Inevitably, this has brought a surge in the number of companies eager to jump the gun and offer treatments to consumers based on early lab research, before the technology has proved safe and effective in humans. In an age of wildcat capitalism, we are well-advised to approach all claims with a skeptical eye, and assume that hucksterism is rampant. Anyone who considers signing on with a new company that is offering a promising but unproven anti-aging technology had best start with a foundation of second opinions and broad considerations of risk and rewards.

But I stop short of saying, "stay away". The field is too important, with too much at stake for us individually and as a human community, to sit on the sidelines, to wait for the research to be sorted out. Political control of medical research has protected us imperfectly, and has held back life-saving treatments, sometimes for decades. The system serves pharmaceutical profits more effectively than the public of medical consumers.
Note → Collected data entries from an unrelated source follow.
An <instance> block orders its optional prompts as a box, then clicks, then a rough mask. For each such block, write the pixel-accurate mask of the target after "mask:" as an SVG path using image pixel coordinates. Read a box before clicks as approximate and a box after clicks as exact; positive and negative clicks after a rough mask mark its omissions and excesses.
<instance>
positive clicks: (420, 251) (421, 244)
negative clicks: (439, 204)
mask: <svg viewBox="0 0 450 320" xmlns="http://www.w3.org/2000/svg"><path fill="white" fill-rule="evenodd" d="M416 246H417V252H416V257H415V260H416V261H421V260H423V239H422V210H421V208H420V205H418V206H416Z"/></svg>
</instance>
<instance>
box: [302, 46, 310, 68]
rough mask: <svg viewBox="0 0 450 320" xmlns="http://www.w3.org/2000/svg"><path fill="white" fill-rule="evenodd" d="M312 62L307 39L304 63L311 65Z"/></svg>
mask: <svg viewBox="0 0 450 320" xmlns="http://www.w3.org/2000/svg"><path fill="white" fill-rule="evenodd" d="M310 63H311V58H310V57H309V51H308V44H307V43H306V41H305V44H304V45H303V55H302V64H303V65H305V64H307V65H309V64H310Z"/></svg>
Too often, the treatments that are approved are not those that offer the best risk/reward ratio, but those that are patentable and owned by someone who can afford to invest hundreds of millions of dollars in scientific advocacy.

The standard path to regulatory approval respects individual human life, and is "conservative" in the Hippocratic sense of "first do no harm". But it is far from the most effective way to move science forward, and probably is not the most efficient way to save the most lives, even in the short run. Many libertarians, anti-aging enthusiasts and ordinary citizens who find themselves with a condition for which there is currently no effective medical treatment want the freedom to participate in experimental medicine, and experimental medicine certainly wants to try to help them and to learn from successes and failures.

For people who see their options for an active and creative life being closed by age-related disabilities, for people who are willing to take personal risks to help move the science forward, for people who are bold and adventure-seeking, the choice to try experimental anti-aging technologies can be a rational decision.